USA: 2 weeks in, another 1 to go

  • life • italy • usa • personal • random • years • uk • time • thoughts
  • 758 words

In 2006 I decide that I wanted to leave my home country. I wanted to try hard and make some space for me in the world (well, the tech-world). I was really tired of being paid fuck all, dealing with a country driven by old-and-hard-to-die politicians, not seeing any foreseeable future in front of me. I made a decision, and I started working towards my leaving (I finishing uni, so this required a bit of planning).

I left. And a lot has changed. Friends have changed (for the best, I believe); Love has changed; Family has changed (and still changing).

Before that decision, I looked at this tech-internet-world from far. From the far lands of the south of Italy. Yes, I had Internet… but everything was far from reach. I was scared. I was really scared. How could I, a Neapolitan-breed kid, make it into a world that a) knew nothing about where I come from b) what it knew, was mostly a stereotyped reality c) was moving to a speed for me unimaginable.

What did I learn? That I was wrong. The world didn’t assume anything on me. The world was NOT like us: we, my breed, we assume that “if it’s from USA, it must be better” or “wow, this comes from LONDON!” or “French people are snob” (well, some actually are!).

The world was just quietly going on without me. And would have continued going on without me: I’m just a freaking drop in a ocean of people. I do have something to contribute? Well, I’m welcome to do so. As everyone else on this galaxy (an maybe beyond) is.

I have met great people, and it took me time to learn their names (who knows me well, understands that is not because I don’t care - it’s because I have a shitty memory). I met terrible people, and their name stick to my mind like super-glue: funny how certain things work.

The C++ interview at Boundary Row. My terrible English. The cute Scottish engineer. Canning Town Station. The twin room with John. Boundary Row. Bootcamp Donatello. My team. The first year with Majid. Breaking up with Ale. The flat with the colleagues/friends. Mr Vladimir Stoyanov. Going back to Ale. Waterloo. Serage and John. Filling the washing machine with dish soap and the foam covering the floor.
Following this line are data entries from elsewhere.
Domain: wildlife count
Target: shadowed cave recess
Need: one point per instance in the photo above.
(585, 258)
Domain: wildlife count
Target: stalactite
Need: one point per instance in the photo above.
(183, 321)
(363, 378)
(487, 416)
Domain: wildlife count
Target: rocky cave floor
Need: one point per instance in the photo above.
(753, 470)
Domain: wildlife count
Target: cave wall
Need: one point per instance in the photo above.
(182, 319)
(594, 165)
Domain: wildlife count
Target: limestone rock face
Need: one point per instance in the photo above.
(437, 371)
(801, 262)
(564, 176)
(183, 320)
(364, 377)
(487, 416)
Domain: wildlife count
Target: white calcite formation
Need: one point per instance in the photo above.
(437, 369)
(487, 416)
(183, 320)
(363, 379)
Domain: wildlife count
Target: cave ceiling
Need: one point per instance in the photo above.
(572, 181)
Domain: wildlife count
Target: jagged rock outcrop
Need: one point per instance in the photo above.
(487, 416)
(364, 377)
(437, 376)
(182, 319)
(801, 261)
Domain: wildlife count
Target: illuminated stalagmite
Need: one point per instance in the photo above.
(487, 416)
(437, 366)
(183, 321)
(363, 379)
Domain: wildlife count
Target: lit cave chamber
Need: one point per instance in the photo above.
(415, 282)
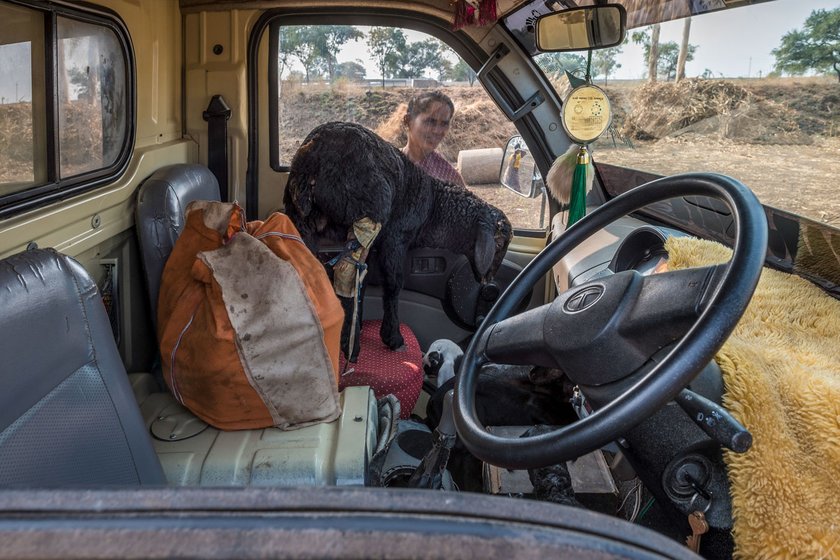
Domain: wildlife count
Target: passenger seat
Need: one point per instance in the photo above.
(161, 203)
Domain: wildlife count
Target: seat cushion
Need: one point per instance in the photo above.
(386, 371)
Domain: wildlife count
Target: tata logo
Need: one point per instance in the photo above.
(583, 299)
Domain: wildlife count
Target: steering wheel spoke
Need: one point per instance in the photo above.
(520, 340)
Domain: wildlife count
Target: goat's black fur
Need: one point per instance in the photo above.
(343, 172)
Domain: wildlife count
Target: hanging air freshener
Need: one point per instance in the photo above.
(473, 12)
(586, 116)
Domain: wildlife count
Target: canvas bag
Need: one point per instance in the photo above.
(248, 323)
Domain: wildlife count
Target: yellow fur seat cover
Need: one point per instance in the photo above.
(781, 369)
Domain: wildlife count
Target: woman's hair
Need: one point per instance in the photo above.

Spilling coke over my MacBook Pro, yelling “O’Madonna! O’Madonna!”, cleaning it and reselling it on eBay like it never happened. The heavy snow. Me falling down like an idiot while trying to walk on the freaking snow. Orange Labs. Luca. Mobeen, Rafel and the other guys. Losing Vincenzo, Alessandra and Manuela. Betfair. Having gay colleagues (such an honor and a satisfaction to say it back home! - I can’t resist to write this down: for me IT IS a BIG deal working with free men). Paul. Matt. Rediscovered the pleasure of Cycling. Losing almost no weight. Still loving it. Maj. Gui. PhantomJS. Finally finding an Open Source project to which I feel like contributing something. The Stanford AI class. Ariya. Neustar. Here.
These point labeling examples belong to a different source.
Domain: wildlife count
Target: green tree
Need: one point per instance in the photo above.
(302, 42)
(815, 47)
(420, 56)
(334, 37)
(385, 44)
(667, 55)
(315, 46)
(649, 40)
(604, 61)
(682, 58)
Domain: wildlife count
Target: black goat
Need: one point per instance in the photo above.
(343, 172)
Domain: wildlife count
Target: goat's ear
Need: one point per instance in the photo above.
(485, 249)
Well, more or less it’s all there. Almost 5 years (will be five this April), and they have passed so fast. A friend of mine just tweeted:

... where did time go?

USA, a totally new place. A place where, apparently, everyone wants to be. A place where everything else is not THIS good. The place where, if you are strong enough, you can actually make it, and make it BIG. Is here the place for me? Could I live in such non-European culture? Don’t know, maybe not.

What I can though, is work with great engineer, develop new stuff, have fun, challenge difficult problems, solve some of them, fail at others. Hopefully, keeping low the number of failures: I’m here to succeed.
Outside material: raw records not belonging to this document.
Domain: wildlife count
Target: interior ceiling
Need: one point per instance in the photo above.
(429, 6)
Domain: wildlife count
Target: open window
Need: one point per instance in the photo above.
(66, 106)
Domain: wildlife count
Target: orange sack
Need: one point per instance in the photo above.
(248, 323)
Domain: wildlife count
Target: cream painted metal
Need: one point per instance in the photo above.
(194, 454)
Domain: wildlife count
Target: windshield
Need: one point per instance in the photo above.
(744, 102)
Yes, I know, I’ll be working mostly from UK, but this doesn’t matter anymore: I learned that truly I can make something of myself. I just need to have fun! That’s all it is: what I do for job is fun. Learning or applying: it doesn’t matter. Learning is when I start modelling ideas in my head. Applying is when I prove that those idea were good (or shit, as Jobs would say).

I’m in! And I like it.

PS Sorry, I know the title suggested I’d have talked more about my experience so far in USA. I just pushed the random button this time and blew off some dust off those boxes at the back of my head. Have fun with it.